Speaking from the window of the Apostolic Palace overlooking the Square, Pope Francis greeted the children present, wishing them and their families a blessed Christmas. He blessed the figurines of the Child Jesus they brought with them to be placed in their Christmas nativity scenes back home.
He also offered special greetings to pilgrims from Latin America present in St. Peter's Square as part of a group dedicated to Our Lady of Guadalupe, whose feast is celebrated annually on December 12. He also greeted all those from Caritas Internationalis celebrating their 70th anniversary, and praised their work helping the most vulnerable in the world, especially those affected by environmental degradation.

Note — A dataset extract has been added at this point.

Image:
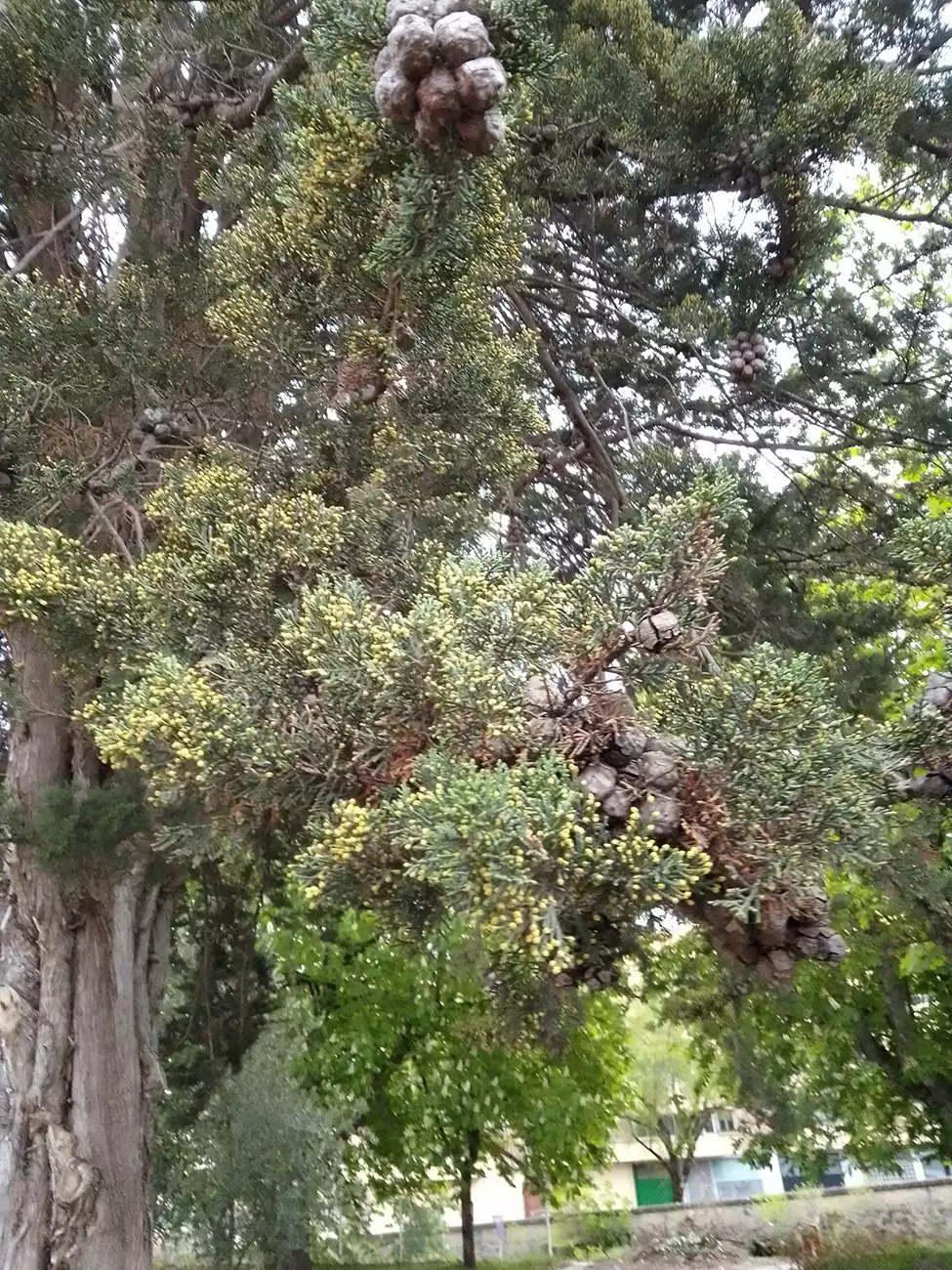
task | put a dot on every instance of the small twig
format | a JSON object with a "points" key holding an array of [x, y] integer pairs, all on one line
{"points": [[851, 204], [50, 236], [102, 519]]}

Before leading the recitation of the Angelus, the Pope reflected on today's Gospel reading, which recounts John the Baptist responding to those who come to him asking how to change their lives for the better, since their hearts were touched by the Lord. It reflects an enthusiasm for the Lord's coming and a desire to prepare themselves concretely for this joyous, life-changing experience. In the same way, we too should ask ourselves what we should do within our own lives, the Pope suggested, and reflect on what we are called to do and become.
The question of what we are to do recalls that "life has a task for us", the Pope said. It is not something left to chance, but rather, "It is a gift that the Lord grants us", since He asks to discover ourselves and "to work hard to make the dream that is your life come true". We all have a mission to accomplish, he explained, and we should not be afraid to ask the Lord this question often: What can we do for the Lord, and what can we for ourselves, our brothers and sisters, the Pope asked, and how can this be translated concretely into contributing to the good of the Church and society? Advent is the time we need "to stop and ask ourselves how to prepare for Christmas", what we should do for Jesus and others.

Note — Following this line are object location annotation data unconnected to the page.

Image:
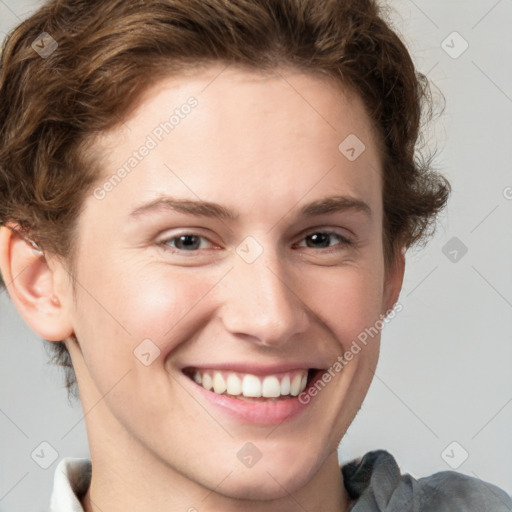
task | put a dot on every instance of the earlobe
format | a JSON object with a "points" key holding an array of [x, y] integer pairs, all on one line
{"points": [[33, 285], [394, 280]]}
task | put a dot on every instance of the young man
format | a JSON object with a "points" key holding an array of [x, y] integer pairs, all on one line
{"points": [[204, 204]]}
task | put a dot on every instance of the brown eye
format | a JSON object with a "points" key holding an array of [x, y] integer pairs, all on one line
{"points": [[324, 240], [186, 242]]}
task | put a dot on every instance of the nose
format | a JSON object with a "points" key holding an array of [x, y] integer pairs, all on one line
{"points": [[261, 304]]}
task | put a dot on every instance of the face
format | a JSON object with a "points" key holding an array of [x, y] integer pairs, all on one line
{"points": [[239, 254]]}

John the Baptist, in responding to those who ask him "what should we do?", gives each person a very concrete reply to their life situation. And this offers a precious teaching, the Pope said, that "faith is incarnated in concrete life", touching us personally and transforming our lives.

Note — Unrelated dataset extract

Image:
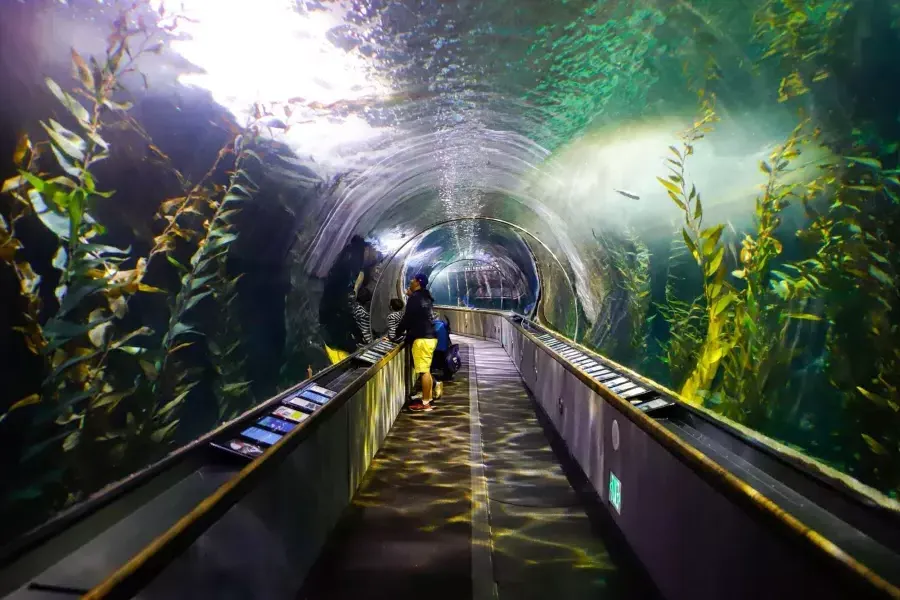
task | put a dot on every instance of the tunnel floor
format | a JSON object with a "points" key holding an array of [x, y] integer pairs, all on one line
{"points": [[470, 501]]}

In conclusion, he encouraged everyone to think concretely about what we can do, small or big, in our own lives as we prepare for Christmas. This could mean visiting someone who is alone, helping the elderly or the ill, or serving the poor or someone in need. It may also mean asking for forgiveness for our mistakes, paying a debt, clarifying a misunderstanding, or praying more. We can all find something concrete to do, the Pope emphasized, adding, "May the Blessed Mother help us!"